The first step with a hash table recording doesn't change.

  1. Iterate through the nums array and use a dictionary records the number and its countdown.
  2. Iterate through the hash table but use a max frequency variable and a total frequency variable for recording.
    1. If the frequency is less than max frequency:
      1. Do nothing.
    2. If the frequency is equal to max frequency:
      1. Increase the total frequency by the frequency.
    3. If the frequency is greater than max frequency:
      1. Rest the max frequency to frequency.
      2. Rest the total frequency to frequency.
class Solution:
    def maxFrequencyElements(self, nums: list[int]) -> int:
        hash_table: dict[int, int] = {}
        for num in nums:
            hash_table[num] = hash_table.get(num, 0) + 1

        max_frequency = 0
        answer = 0
        for value in hash_table.values():
            if value < max_frequency:
                continue
            elif value == max_frequency:
                answer += value
            else:
                max_frequency = value
                answer = value

        return answer

Time complexity: O(n)

The total time complex will be O(2n) for two loops.

Each loop is O(n) because our operations are all done in O(1).

Therefore, it simplifies to O(n) to represent the worst-case loop situation.

Space complexity: O(n)

We use an addition dictionary to save the frequencies of the nums.


Then, referring to the Discussion.

We can also check the max frequency while counting down the frequencies of the nums.

This allows us to reduce the number of loops to only once.

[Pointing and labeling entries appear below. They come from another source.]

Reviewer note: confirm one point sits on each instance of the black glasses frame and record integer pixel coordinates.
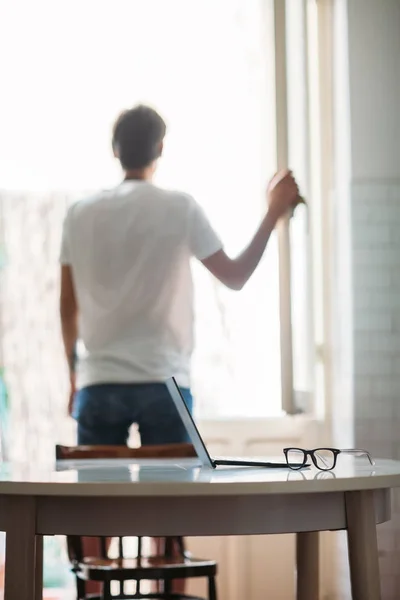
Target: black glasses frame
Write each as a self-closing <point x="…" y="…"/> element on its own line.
<point x="313" y="454"/>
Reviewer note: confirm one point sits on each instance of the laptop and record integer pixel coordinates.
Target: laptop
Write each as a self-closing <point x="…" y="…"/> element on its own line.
<point x="199" y="444"/>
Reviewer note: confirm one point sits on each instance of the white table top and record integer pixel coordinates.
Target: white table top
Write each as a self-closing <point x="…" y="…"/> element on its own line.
<point x="186" y="478"/>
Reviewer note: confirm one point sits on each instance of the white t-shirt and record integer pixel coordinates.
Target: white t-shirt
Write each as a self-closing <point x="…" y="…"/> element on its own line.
<point x="129" y="249"/>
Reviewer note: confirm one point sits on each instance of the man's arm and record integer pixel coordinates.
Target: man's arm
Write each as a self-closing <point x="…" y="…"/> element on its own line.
<point x="283" y="195"/>
<point x="235" y="272"/>
<point x="69" y="316"/>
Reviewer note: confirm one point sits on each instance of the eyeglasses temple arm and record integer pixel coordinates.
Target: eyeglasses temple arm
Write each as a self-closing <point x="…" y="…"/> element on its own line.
<point x="359" y="452"/>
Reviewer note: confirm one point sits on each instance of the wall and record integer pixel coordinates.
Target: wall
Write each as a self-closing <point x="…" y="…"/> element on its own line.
<point x="373" y="29"/>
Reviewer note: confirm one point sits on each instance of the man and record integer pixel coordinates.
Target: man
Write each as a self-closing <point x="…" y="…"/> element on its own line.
<point x="126" y="288"/>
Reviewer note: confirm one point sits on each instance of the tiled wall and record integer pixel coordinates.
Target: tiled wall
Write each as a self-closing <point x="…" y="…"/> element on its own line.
<point x="376" y="283"/>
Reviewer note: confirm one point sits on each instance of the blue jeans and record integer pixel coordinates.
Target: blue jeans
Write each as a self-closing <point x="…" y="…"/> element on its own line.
<point x="105" y="413"/>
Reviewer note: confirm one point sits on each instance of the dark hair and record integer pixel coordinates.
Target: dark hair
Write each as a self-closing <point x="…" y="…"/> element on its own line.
<point x="137" y="136"/>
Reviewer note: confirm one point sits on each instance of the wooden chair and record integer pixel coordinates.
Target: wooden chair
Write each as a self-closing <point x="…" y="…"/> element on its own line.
<point x="173" y="563"/>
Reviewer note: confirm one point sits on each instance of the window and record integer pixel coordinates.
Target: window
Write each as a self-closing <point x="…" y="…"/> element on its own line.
<point x="209" y="68"/>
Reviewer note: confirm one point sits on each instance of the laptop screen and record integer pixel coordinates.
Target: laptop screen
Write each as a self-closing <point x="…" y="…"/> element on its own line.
<point x="189" y="423"/>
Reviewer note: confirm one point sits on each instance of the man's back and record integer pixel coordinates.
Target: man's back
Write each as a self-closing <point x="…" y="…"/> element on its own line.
<point x="129" y="250"/>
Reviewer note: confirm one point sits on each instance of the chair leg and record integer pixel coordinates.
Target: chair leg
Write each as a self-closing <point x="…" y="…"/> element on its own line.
<point x="106" y="591"/>
<point x="80" y="588"/>
<point x="167" y="588"/>
<point x="212" y="589"/>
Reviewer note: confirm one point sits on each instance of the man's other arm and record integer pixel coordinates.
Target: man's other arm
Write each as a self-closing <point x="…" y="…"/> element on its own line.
<point x="69" y="322"/>
<point x="283" y="194"/>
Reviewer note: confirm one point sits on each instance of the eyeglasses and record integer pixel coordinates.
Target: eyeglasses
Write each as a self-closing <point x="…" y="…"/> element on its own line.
<point x="323" y="458"/>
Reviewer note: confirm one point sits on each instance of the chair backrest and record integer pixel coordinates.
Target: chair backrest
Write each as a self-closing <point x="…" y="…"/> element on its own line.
<point x="93" y="452"/>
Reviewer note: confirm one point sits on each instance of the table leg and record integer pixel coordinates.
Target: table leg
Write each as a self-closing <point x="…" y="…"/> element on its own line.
<point x="307" y="560"/>
<point x="39" y="567"/>
<point x="20" y="548"/>
<point x="362" y="545"/>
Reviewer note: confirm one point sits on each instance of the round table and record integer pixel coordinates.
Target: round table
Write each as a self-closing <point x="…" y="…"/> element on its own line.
<point x="165" y="497"/>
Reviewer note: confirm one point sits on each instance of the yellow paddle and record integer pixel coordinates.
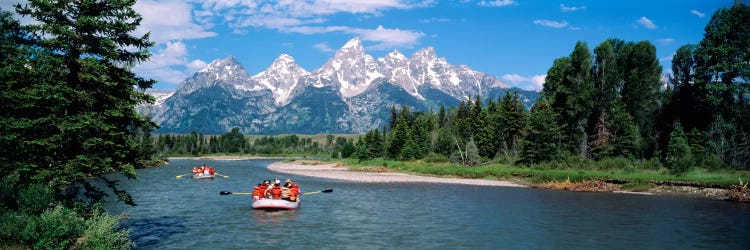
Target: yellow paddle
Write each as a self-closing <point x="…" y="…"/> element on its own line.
<point x="227" y="193"/>
<point x="183" y="175"/>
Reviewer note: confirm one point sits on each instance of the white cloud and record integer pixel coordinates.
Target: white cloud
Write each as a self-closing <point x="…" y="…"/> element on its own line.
<point x="514" y="78"/>
<point x="386" y="39"/>
<point x="497" y="3"/>
<point x="571" y="8"/>
<point x="665" y="41"/>
<point x="323" y="47"/>
<point x="311" y="17"/>
<point x="697" y="13"/>
<point x="169" y="21"/>
<point x="196" y="65"/>
<point x="435" y="20"/>
<point x="551" y="24"/>
<point x="667" y="58"/>
<point x="169" y="64"/>
<point x="647" y="23"/>
<point x="535" y="82"/>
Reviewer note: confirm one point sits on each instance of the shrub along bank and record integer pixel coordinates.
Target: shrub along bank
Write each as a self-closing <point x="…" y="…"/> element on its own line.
<point x="633" y="175"/>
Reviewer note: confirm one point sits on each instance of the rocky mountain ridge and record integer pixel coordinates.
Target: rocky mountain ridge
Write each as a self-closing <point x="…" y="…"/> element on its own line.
<point x="351" y="93"/>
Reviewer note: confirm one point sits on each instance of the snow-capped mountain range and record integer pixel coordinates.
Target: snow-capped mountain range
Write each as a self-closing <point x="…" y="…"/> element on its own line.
<point x="351" y="93"/>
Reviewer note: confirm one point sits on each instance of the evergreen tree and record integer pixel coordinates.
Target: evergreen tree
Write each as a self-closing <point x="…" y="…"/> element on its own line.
<point x="68" y="94"/>
<point x="488" y="141"/>
<point x="641" y="88"/>
<point x="514" y="121"/>
<point x="543" y="142"/>
<point x="399" y="135"/>
<point x="444" y="142"/>
<point x="679" y="158"/>
<point x="602" y="138"/>
<point x="393" y="118"/>
<point x="472" y="153"/>
<point x="627" y="141"/>
<point x="606" y="76"/>
<point x="441" y="116"/>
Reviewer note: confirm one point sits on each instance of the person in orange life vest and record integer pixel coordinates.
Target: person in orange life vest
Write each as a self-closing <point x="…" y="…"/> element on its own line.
<point x="204" y="169"/>
<point x="285" y="190"/>
<point x="258" y="191"/>
<point x="293" y="191"/>
<point x="276" y="190"/>
<point x="264" y="189"/>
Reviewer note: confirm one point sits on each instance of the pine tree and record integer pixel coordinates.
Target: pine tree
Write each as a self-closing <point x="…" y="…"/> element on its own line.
<point x="472" y="153"/>
<point x="641" y="88"/>
<point x="543" y="142"/>
<point x="602" y="139"/>
<point x="441" y="116"/>
<point x="80" y="74"/>
<point x="514" y="119"/>
<point x="679" y="157"/>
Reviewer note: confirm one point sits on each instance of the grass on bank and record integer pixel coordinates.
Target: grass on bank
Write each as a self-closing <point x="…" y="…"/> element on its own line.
<point x="624" y="170"/>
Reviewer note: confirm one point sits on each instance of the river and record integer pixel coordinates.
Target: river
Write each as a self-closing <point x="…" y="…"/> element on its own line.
<point x="190" y="214"/>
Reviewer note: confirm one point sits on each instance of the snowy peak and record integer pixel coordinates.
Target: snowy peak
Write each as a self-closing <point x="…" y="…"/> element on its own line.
<point x="424" y="55"/>
<point x="284" y="65"/>
<point x="350" y="70"/>
<point x="281" y="77"/>
<point x="353" y="44"/>
<point x="225" y="66"/>
<point x="395" y="55"/>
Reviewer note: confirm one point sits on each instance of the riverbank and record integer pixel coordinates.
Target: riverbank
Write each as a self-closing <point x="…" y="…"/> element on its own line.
<point x="226" y="158"/>
<point x="340" y="172"/>
<point x="388" y="175"/>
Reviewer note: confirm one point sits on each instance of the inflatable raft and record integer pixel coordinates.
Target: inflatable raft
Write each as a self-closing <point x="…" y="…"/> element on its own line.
<point x="195" y="176"/>
<point x="273" y="204"/>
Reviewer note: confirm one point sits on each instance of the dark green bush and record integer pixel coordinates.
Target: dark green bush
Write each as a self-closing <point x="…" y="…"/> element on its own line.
<point x="35" y="199"/>
<point x="56" y="228"/>
<point x="435" y="158"/>
<point x="103" y="232"/>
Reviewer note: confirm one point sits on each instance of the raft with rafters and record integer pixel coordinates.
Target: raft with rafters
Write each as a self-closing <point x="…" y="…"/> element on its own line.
<point x="275" y="204"/>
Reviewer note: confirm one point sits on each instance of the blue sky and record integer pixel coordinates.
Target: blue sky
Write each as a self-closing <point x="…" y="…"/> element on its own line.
<point x="515" y="40"/>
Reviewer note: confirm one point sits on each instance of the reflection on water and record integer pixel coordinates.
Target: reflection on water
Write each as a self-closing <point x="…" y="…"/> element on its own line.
<point x="273" y="218"/>
<point x="190" y="214"/>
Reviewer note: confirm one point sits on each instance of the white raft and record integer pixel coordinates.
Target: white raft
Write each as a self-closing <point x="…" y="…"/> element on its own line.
<point x="273" y="204"/>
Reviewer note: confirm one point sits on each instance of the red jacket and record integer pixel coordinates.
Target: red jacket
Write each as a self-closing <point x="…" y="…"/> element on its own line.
<point x="276" y="192"/>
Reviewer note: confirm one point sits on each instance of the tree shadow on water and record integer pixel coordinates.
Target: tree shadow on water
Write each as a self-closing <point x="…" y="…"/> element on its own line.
<point x="149" y="232"/>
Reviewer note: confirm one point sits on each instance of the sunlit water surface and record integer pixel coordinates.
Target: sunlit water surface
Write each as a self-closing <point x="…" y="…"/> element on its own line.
<point x="190" y="214"/>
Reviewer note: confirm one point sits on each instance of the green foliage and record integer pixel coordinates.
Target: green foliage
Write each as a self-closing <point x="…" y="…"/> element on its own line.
<point x="543" y="142"/>
<point x="472" y="154"/>
<point x="102" y="232"/>
<point x="56" y="228"/>
<point x="35" y="199"/>
<point x="638" y="186"/>
<point x="679" y="157"/>
<point x="69" y="99"/>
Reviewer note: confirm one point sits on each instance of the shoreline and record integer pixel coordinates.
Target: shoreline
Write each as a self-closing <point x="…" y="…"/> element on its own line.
<point x="341" y="172"/>
<point x="227" y="158"/>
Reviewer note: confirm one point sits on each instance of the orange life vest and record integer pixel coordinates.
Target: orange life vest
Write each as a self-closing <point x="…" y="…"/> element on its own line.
<point x="293" y="192"/>
<point x="276" y="192"/>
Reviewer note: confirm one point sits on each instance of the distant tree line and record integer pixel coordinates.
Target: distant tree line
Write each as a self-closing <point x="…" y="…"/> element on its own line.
<point x="609" y="103"/>
<point x="233" y="142"/>
<point x="69" y="120"/>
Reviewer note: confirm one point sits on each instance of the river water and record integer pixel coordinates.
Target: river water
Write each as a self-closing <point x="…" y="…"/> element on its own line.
<point x="190" y="214"/>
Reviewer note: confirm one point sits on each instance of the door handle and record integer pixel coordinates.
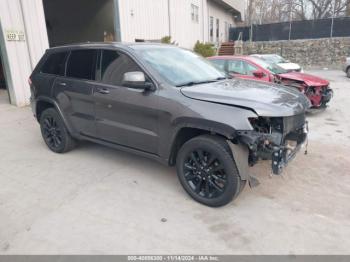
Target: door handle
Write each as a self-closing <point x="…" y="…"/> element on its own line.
<point x="102" y="91"/>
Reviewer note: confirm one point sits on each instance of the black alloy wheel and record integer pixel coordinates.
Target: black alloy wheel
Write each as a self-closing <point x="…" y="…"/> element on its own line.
<point x="205" y="174"/>
<point x="207" y="170"/>
<point x="54" y="132"/>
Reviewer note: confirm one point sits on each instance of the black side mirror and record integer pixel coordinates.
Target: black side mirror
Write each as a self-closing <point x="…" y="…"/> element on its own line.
<point x="136" y="80"/>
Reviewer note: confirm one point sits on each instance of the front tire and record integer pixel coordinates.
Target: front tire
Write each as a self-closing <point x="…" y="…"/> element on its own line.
<point x="208" y="172"/>
<point x="54" y="132"/>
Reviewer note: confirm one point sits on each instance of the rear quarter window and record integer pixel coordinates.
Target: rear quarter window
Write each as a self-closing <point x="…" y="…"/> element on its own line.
<point x="55" y="64"/>
<point x="82" y="64"/>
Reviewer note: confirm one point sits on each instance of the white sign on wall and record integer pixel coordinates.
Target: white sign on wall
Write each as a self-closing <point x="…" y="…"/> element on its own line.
<point x="15" y="35"/>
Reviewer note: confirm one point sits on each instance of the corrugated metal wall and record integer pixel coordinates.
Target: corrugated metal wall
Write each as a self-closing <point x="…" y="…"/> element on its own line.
<point x="21" y="56"/>
<point x="140" y="19"/>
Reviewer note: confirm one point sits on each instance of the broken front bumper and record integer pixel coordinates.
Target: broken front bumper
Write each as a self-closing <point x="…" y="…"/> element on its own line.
<point x="284" y="154"/>
<point x="266" y="147"/>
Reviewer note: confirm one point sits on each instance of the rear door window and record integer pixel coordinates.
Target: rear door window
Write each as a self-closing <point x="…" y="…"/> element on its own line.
<point x="55" y="64"/>
<point x="82" y="64"/>
<point x="114" y="65"/>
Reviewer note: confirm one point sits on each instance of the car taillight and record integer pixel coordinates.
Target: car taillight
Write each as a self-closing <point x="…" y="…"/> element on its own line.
<point x="272" y="78"/>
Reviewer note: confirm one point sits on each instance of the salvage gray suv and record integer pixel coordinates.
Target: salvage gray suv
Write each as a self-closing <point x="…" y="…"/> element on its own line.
<point x="170" y="105"/>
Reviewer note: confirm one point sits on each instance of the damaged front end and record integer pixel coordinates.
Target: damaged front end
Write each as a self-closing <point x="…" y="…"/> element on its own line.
<point x="318" y="95"/>
<point x="274" y="138"/>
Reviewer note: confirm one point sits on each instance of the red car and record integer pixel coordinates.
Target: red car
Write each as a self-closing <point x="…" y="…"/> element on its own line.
<point x="248" y="67"/>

We simply move the logic from the second loop into the first loop.

class Solution:
    def maxFrequencyElements(self, nums: list[int]) -> int:
        frequencies: dict[int, int] = {}
        max_frequency = 0
        total_frequency = 0

        for num in nums:
            frequencies[num] = frequencies.get(num, 0) + 1
            frequency = frequencies[num]

            if frequency > max_frequency:
                max_frequency = frequency
                total_frequency = frequency
            elif frequency == max_frequency:
                total_frequency += frequency

        return total_frequency

Time complexity: O(n)

The total time complexity will be O(n) due to just one loop.

Space complexity: O(n)

We still use an addition dictionary to save the frequencies of the nums.